А с кем же советовался наш Андрей Боголюбский? А ни с кем он не советовался. Он окружил себя отроками, которые глядели ему в рот, которые не смели сказать слова, которым можно было приказать и, которые не то что равными себя не считали, но были знатными холопами, по сути дела. Эта была будущая сталинская гвардия. Иосиф Виссарионович тоже не мог вынести ленинских сподвижников, которые хотя были типичными дьяволами (ни совести там не было, ни сострадания, ни гуманности, ни экономических знаний, за исключением одного Сокольникова), тем не менее, привыкли к подпольной вольнице, привыкли, что вождь — такой же революционер, беглый каторжник, как и они. Они привыкли быть на равных, они привыкли держать какие-то департаменты и управляться в них достаточно независимо. И вот он очень грамотно убрал все это, для того чтобы создать полный, железный, безнадежный тоталитаризм, тоталитаризм холопов, растертых в лагерную пыль. Это же пытается сделать Андрей Боголюбский. Формула одна и та же, что в середине XX века, что в середине XII-го: опираться на слабых, опираться на незнатных, опираться на не равных тебе, опираться на низших, только на низших, которые ничего не смеют, кроме как исполнять приказы. Эта попытка длилась недолго.
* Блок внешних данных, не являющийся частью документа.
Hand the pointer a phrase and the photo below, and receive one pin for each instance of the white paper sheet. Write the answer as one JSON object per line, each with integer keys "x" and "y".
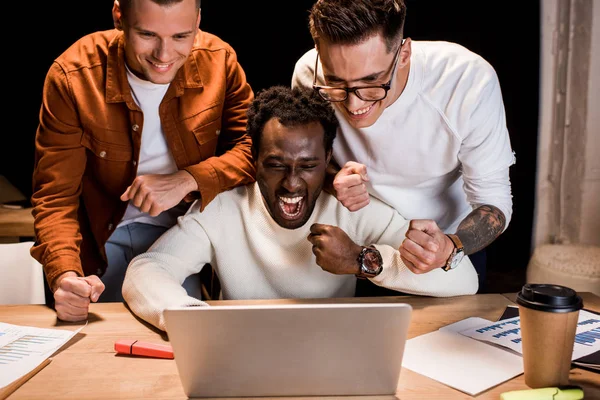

За это время Андрей Боголюбский кое-что все же успел. Он успел штурмом взять Киев и разорить его. До Андрея Боголюбского никто и не подумал бы это делать, никто бы не посмел. Рука бы ни у кого не поднялась.

Киев был любим на Руси. Киев был колыбелью славянской цивилизации. Киевский стол, даже когда он утратил свое экономическое значение, был чем-то заветным, вроде чаши Святого Грааля. Было престижно подняться на Киевский Стол. Даже в XV веке Новгород призовет к себе уже абсолютно никому не нужного киевского князя, находящегося под покровительством Литвы. Это много значило — звание киевского князя. Только он располагал Святой Софией, пока Новгород ее себе не выстроил. Там, в Киеве, было много традиций, много воспоминаний, там были мифы и сны. В конце концов, славянская мечта жила в Киеве. Пока Киев никто не смел тронуть, к нему стремились все сердца: и княжеские, и простые, и лествичное право еще сохраняло нам какое-то чувство общности. Ведь в коммунальной квартире, кроме безумного, предельного унижения, кроме духоты, спертости и тесноты, по идее, должны были еще существовать добрососедские отношения. Так вот, с Андрея Боголюбского Русь становится коммунальной квартирой без добрососедских отношений. А когда вы у коммунальной квартиры отнимаете добрососедские отношения, что такое тогда эта коммунальная квартира? Тогда коммунальная квартира становится лагерным бараком. Русь становится лагерным бараком (в смысле ее социальной структуры) с XIII века. Потому что Киев не просто взяли, чтобы кого-то оттуда можно было выгнать и сесть самому. Это еще можно было понять, и это постоянно случалось. То Владимир — Святополка, то Ярослав — Ярополка, то Болислав — Ярослава… Выпихивали из Киева старшего брата и сами садились, чтобы хоть немножко посидеть на киевском столе.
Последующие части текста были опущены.